Oylat'ta sonbahar...
İki tarafı vadilerle çevrili, yamaçta kurulu kaplıcalar mevkii, sırtını Uludağ'ın devamına yaslamış. Kaplıcı suyu, uzun süredir getirdiği kalsiyum karbonatlı ve kalsiyum sülfatlı sularla"çökelek" meydana getirip, kaplıcanın bulunduğu terasları oluşturmuş.
Başı dumanlı "Sivri Kaya Tepesi" ile kaplıcalar arasında bulunan kanyon görünümlü vadi, sürekli taze hava koridoru yaratıp oksijen pompalıyor.
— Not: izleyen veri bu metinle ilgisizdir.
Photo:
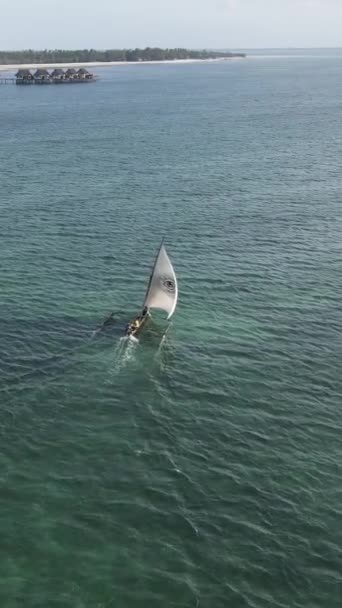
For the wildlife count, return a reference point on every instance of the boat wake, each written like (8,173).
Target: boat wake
(124,352)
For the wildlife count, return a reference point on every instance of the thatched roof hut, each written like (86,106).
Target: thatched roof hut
(83,74)
(57,73)
(41,74)
(24,75)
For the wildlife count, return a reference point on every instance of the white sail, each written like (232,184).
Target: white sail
(162,291)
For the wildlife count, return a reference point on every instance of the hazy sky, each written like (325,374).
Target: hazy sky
(169,23)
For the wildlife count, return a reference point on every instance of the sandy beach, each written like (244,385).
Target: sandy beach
(102,64)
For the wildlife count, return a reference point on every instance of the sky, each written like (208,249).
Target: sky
(225,24)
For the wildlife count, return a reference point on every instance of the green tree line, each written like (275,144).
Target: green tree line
(86,55)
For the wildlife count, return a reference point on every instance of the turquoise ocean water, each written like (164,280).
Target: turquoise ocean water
(202,470)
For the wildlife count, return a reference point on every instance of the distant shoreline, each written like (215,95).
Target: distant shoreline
(102,64)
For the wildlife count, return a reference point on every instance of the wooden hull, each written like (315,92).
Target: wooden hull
(135,331)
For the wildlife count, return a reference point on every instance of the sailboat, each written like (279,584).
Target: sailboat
(161,293)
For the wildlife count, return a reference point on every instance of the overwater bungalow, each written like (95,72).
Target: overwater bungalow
(70,73)
(42,75)
(24,77)
(83,74)
(58,74)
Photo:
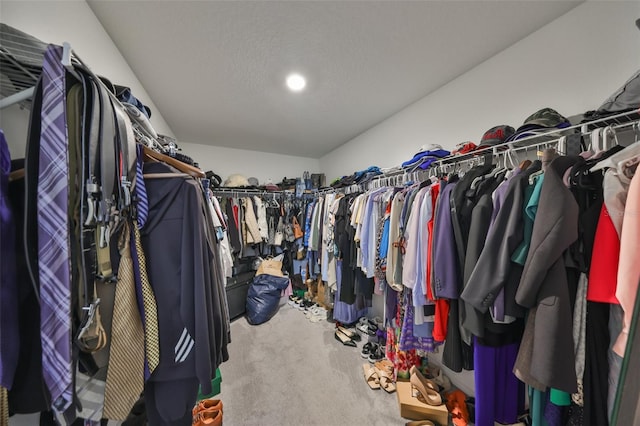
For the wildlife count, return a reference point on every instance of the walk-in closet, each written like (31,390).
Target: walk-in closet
(420,213)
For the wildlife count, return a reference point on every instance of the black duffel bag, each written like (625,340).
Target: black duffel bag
(263,297)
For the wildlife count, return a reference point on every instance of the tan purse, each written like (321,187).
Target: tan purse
(270,267)
(297,230)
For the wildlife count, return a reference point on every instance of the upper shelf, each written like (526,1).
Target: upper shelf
(21,57)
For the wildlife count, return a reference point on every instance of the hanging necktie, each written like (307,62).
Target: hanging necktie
(150,314)
(141,191)
(4,407)
(53,238)
(125,378)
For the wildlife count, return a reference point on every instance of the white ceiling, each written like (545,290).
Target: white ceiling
(216,69)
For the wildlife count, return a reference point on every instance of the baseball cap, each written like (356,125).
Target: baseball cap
(545,117)
(496,135)
(464,147)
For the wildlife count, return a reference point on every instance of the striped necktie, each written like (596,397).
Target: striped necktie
(150,309)
(125,378)
(53,238)
(141,191)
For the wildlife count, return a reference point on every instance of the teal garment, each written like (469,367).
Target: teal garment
(537,405)
(537,399)
(519,255)
(532,207)
(560,398)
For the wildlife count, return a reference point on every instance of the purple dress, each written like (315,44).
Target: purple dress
(9,335)
(344,312)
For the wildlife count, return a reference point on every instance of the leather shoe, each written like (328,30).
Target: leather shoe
(207,404)
(208,418)
(344,339)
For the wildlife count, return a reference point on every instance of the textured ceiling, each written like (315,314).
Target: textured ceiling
(216,70)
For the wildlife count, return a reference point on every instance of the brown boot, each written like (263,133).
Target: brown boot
(210,417)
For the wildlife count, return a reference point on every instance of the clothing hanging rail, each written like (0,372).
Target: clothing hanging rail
(248,192)
(397,176)
(585,128)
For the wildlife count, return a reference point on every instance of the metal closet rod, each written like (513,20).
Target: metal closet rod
(584,128)
(396,175)
(247,192)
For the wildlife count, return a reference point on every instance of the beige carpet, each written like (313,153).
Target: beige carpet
(290,371)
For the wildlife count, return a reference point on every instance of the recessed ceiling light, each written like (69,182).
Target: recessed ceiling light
(296,82)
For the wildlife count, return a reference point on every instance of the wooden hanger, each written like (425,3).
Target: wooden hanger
(16,174)
(183,167)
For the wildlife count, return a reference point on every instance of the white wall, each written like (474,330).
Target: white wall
(261,165)
(572,65)
(73,22)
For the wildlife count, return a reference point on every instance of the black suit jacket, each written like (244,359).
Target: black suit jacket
(546,356)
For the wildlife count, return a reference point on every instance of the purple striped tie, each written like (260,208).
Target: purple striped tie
(141,191)
(53,239)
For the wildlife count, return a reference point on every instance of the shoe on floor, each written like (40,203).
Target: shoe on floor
(344,339)
(208,418)
(367,349)
(207,404)
(376,355)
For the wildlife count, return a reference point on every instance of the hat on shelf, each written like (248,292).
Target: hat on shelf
(270,186)
(464,148)
(236,180)
(495,136)
(539,122)
(426,155)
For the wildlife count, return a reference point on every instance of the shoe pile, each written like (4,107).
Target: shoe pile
(372,351)
(346,336)
(380,375)
(367,326)
(207,412)
(312,311)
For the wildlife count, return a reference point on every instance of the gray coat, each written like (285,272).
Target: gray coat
(546,357)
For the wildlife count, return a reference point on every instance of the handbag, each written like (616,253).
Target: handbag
(288,232)
(277,240)
(297,231)
(270,267)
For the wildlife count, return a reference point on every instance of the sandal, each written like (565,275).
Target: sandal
(349,333)
(376,355)
(371,376)
(367,349)
(386,380)
(344,339)
(385,365)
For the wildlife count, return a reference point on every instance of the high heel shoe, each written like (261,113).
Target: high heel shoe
(426,388)
(344,339)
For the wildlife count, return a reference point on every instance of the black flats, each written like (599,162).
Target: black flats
(344,339)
Bu arada yaprak kaplı bir zemin, toprak kokulu tertemiz bir hava ve ötücü kuşların konseri de, ortama eşlik ederken, hiç dinmeden gürül gürül akan su, çağlayanların coşkulu sesinne dönüşerek, sizi büyülü bir dünyaya taşıyor.
Şelale...
OYLAT KAPLICALARININ TARİHÇESİ
Oylat yakınlarında Saadet köyü'ndeki buluntulardan, kaplıcanın kulanımının Romalılar zamanına dek uzandığı anlaşılıyor. İnşa tarzının Roma hamamlarıyla benzerlik göstermesinin yanısıra, çevre köylerde bulunan sarnıç ve küpler, Oylat Kaplıcası'nın Romalılarca kullanıldığını doğruluyor.
KAPLICANIN TARİHÇESİ
Bizans İmparatorluğu döneminde bölge hakimi Tekfur'un biricik kızı çaresiz bir hastalığa yakalanıp yatağa düşer. Aciz kalan bilgeler, ızdırap ve acılar içinde durumu kötüye giden kıza, hem son bir şans vermek, hem de gözönünden uzaklaştırmak için suların buluduğu yere getirip, "öl-yat" diyerek bırakırlar. Kaplıca sularıyla her gün yıkanan kız, kısa bir süre sonra eski sıhhatine kavuşup babasının sarayına döner. Mucize sular, o günden sonra da şifa kaynağı olarak kullanılır. Öl- yat da, günümüze Oylat olarak gelir.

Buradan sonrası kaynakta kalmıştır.